MeanAverageRecall does not follow COCO: mAR@K should use top-K detections per image, not globally
Search before asking
- [x] I have searched the Supervision issues and found no similar bug report.
Bug
Describe the bug
The current implementation of MeanAverageRecall computes mAR@K by selecting the top-K predictions across all images in the dataset, rather than selecting the top-K predictions per image. According to the COCO evaluation protocol, mAR@K should be calculated by considering the top-K highest-confidence detections for each image.
Average Recall (AR): ARmax=K AR given K detections per image
This issue occurs because, in the concatenation step below, all detection results are merged together without keeping track of which image each detection came from. As a result, the subsequent selection of top-K predictions is performed globally across the entire dataset, rather than per image.
https://github.com/roboflow/supervision/blob/deb1c9c4f4b0cd678416a67c8a13f2ef8ed6878f/supervision/metrics/mean_average_recall.py#L222-L225
Proposed Solution
To address this issue, I have modified the _compute and _compute_average_recall_for_classes functions so that only the top-K detections per image are considered when calculating mAR@K, in accordance with the COCO evaluation protocol.

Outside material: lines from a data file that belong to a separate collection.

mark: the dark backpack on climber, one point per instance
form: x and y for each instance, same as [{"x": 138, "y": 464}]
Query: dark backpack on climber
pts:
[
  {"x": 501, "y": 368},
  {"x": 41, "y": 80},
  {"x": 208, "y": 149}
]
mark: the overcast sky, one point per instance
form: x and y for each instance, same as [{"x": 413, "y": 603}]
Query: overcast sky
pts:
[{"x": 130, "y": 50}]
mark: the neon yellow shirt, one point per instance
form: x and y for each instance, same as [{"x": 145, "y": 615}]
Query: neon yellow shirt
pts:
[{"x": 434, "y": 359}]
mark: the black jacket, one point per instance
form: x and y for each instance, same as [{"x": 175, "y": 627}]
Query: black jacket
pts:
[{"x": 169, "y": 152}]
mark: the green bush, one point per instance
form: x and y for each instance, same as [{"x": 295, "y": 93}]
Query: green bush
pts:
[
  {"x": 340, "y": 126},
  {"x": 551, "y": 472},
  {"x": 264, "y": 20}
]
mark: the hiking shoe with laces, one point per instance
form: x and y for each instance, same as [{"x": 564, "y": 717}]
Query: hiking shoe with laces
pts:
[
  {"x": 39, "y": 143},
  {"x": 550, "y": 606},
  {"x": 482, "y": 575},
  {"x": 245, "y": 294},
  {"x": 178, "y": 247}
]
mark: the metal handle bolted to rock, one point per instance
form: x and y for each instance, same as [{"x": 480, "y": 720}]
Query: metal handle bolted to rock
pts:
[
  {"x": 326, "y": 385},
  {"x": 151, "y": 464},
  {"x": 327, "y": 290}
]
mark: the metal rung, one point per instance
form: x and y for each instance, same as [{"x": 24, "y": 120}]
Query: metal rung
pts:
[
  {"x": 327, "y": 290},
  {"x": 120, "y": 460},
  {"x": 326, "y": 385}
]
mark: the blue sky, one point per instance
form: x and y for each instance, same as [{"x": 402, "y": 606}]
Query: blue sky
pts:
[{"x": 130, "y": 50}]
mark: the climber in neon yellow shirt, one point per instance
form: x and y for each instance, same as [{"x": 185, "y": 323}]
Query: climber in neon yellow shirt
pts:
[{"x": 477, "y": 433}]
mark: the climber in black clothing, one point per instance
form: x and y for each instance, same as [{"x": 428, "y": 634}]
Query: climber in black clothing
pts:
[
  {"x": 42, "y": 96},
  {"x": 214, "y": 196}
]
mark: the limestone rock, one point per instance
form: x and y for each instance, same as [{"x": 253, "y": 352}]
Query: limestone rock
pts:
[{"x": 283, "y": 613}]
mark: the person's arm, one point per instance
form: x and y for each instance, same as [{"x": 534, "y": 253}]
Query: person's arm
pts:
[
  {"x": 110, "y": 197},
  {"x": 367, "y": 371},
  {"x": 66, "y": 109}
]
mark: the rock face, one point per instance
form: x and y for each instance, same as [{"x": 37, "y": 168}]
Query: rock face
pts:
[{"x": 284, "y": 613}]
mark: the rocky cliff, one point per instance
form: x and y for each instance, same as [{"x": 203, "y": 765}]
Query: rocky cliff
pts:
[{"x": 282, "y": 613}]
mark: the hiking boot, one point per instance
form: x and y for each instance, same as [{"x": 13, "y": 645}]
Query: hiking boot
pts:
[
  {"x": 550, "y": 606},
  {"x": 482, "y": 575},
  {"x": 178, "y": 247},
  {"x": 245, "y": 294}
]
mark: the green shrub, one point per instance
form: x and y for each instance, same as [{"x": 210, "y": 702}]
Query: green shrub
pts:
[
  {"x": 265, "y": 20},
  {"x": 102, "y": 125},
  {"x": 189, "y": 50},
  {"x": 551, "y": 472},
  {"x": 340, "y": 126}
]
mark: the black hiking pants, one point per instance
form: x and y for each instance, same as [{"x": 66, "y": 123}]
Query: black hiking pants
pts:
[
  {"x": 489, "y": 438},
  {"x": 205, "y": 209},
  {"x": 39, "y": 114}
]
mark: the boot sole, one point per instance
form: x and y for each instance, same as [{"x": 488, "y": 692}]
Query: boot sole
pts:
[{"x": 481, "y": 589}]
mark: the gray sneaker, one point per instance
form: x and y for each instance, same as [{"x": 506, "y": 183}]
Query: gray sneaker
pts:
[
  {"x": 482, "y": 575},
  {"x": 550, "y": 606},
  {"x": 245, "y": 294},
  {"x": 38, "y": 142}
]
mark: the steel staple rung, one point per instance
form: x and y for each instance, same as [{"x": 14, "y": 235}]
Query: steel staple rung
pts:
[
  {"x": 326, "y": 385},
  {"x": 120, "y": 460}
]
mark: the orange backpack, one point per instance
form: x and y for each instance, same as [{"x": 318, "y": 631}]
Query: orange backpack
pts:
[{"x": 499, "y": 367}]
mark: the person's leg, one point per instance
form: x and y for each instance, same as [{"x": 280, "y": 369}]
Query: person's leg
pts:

In both functions, instead of simply concatenating all detections, I've modified the process to first filter the statistics by confidence score before concatenating them and calculating the confusion matrix. I will submit a pull request with these changes shortly.
Environment
- Supervision 0.26.1
- OS: Ubuntu 24.04
- Python: 3.12.3
Minimal Reproducible Example
No response
Additional
No response
Are you willing to submit a PR?
- [x] Yes I'd like to help by submitting a PR!
Excellent technical analysis @stop1one! This is a critical bug that affects the validity of mAR@K evaluations for object detection models.
You're absolutely correct that the current implementation violates the COCO protocol. The key issue is indeed in the concatenation step where np.concatenate(*stats, 0) merges detections globally rather than maintaining per-image boundaries for top-K selection.
Technical Impact:
- Bias toward high-density images: Images with many detections dominate the global top-K selection
- Inconsistent with COCO benchmarks: Results won't match official COCO evaluation tools
- Affects model comparison: Different models may show artificially different mAR@K scores
Validation Approach: To verify the fix in PR #1967, I'd suggest:
- Comparing results with official COCO evaluation tools (pycocotools)
- Testing with datasets having varied detection densities per image
- Checking that mAR@100 ≥ mAR@10 (mathematical property that should hold)
This is exactly the kind of subtle but important bug that can slip through - the global top-K selection might even give "reasonable looking" results while being fundamentally incorrect.
Thanks for the detailed analysis and the fix! Looking forward to reviewing PR #1967.
Best regards,
Gabriel
I would like to solve the issue for hacktoberfest
@aviralgarg05 Thanks for your interest. But I’ve already opened PR #1967 which resolves this issue, so it’s currently being reviewed.